Threads in the Sash: The Story of the Métis People published by Pemmican Publications is written by Métis historian and professor Fred J. Shore. The author has produced a highly readable account of the Métis people especially the people in the western provinces. The book traces the history of the Métis and explains the various terms used to identify the people now recognized in the Canadian constitution. The Labrador Métis are identified as First Nations rather than Métis due to the recognition of the province and Canadian government.
21 Things You May Not Know About the Indian Act: Helping Canadians Make Reconciliation with Indigenous Peoples a Reality written by Bob Joseph founder of Indigenous Corporate Training Inc. is a member of the Gwawaenuk Nation.
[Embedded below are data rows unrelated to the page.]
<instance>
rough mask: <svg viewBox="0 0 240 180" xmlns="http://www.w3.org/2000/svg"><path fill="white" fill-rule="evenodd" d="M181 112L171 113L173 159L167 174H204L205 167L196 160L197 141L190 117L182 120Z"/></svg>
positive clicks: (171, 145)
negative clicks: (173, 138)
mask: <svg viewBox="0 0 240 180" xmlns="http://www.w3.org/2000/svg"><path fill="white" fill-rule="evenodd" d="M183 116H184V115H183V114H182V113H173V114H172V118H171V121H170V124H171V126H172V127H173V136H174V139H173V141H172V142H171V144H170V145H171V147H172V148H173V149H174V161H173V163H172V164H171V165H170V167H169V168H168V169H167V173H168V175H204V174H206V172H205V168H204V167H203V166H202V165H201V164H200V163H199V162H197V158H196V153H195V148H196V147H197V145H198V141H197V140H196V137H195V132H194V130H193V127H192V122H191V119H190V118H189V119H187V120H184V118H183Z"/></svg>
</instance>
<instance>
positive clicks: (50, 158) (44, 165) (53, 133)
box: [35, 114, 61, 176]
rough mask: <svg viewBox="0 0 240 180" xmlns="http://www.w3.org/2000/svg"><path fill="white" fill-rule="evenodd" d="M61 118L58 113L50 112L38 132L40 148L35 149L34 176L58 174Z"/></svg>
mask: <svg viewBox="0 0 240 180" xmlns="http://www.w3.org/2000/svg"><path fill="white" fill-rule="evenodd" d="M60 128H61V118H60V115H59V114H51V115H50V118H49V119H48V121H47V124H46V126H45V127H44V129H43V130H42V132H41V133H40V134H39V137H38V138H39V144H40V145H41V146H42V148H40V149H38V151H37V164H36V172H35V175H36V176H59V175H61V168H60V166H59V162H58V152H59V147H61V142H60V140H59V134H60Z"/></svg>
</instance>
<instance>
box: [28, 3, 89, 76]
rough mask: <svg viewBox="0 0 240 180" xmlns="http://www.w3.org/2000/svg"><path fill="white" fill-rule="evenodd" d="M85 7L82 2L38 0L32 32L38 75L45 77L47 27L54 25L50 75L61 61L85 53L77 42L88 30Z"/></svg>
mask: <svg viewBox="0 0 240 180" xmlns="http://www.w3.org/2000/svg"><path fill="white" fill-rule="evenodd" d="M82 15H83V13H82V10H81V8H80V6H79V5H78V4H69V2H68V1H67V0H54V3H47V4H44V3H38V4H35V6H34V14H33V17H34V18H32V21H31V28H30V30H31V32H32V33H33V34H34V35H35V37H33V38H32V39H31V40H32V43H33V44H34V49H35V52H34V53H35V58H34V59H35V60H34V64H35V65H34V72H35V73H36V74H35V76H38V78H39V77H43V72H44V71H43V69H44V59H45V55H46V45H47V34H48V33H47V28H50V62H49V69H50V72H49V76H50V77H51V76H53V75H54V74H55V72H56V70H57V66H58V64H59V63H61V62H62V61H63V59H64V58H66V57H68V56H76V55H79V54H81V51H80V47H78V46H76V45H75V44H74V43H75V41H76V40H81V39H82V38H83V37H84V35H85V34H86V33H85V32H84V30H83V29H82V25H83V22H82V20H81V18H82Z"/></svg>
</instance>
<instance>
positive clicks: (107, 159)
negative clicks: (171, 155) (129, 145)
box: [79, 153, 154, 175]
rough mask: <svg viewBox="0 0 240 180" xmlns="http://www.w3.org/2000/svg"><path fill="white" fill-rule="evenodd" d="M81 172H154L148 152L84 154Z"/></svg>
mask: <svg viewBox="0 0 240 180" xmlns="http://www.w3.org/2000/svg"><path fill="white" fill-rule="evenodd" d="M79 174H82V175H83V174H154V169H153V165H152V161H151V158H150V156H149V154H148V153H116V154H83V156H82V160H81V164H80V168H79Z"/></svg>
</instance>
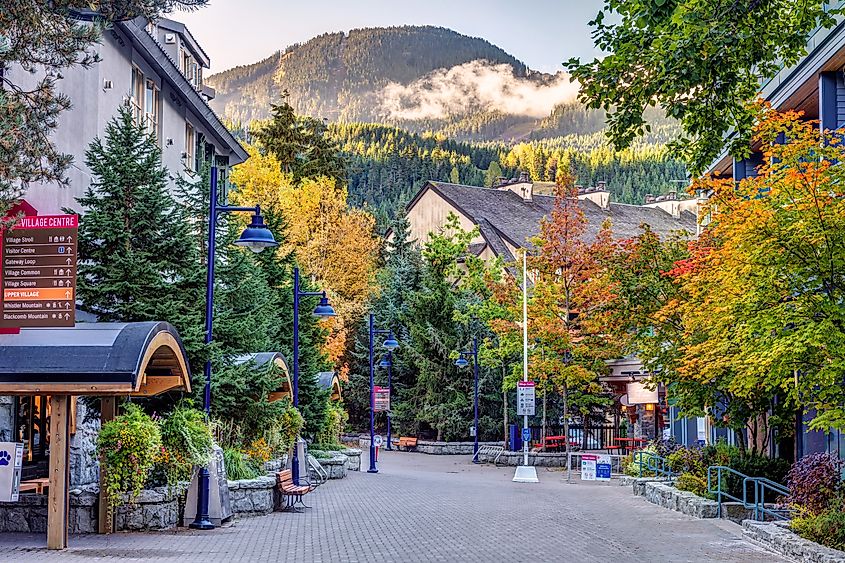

This 178-page book is an essential guide to understanding the legal document and its repercussion on generations of First Nations, written by a leading cultural sensitivity trainer.
Walking in the Woods: A Métis Memoir is the updated edition of Herb Belcourt's memoir released in 2017 that details the life of Metis entrepreneur and businessman who dedicated his life to Metis urban housing as well as education. He was an entrepreneur and philanthropist from Lac St. Anne, Alberta. He was awarded an honorary doctorate of laws by the University of Alberta in 2001, and was also the recipient of a Lifetime Achievement Award from the Canadian Council of Aboriginal Business in 2016.
Children of the Broken Treaty: Canada's Lost Promise and One Girl's Dream exposes a system of apartheid in Canada that led to the largest youth-driven human rights movement in the country’s history. The movement was inspired by thirteen-year-old Shannen Koostachin, a young Cree woman from Attawapiskat, Ontario. Author Charlie Angus is an elected Member of Parliament for Timmins-James Bay.
The Right to Be Cold: One Woman's Story of Protecting Her Culture, the Arctic, and the Whole Planet is a human story of resilience, commitment, and survival told from the unique vantage point of an Inuk woman who, in spite of many obstacles, rose from humble beginnings in the Arctic community of Kuujjuaq, Quebec—where she was raised by a single parent and grandmother and travelled by dog team in a traditional, ice-based Inuit hunting culture—to become one of the most influential and decorated environmental, cultural, and human rights advocates in the world.
Aboriginal Rights Are Not Human Rights: In Defence of Indigenous Struggles provides much needed conceptual and historical analysis of Aboriginal and treaty rights in Canada, and offers concrete suggestions to transform the current policy paradigm into one that supports and invigorates Indigenous cultures in a contemporary context. Aboriginal rights do not belong to the broader category of universal human rights because they are grounded in the particular practices of Aboriginal people.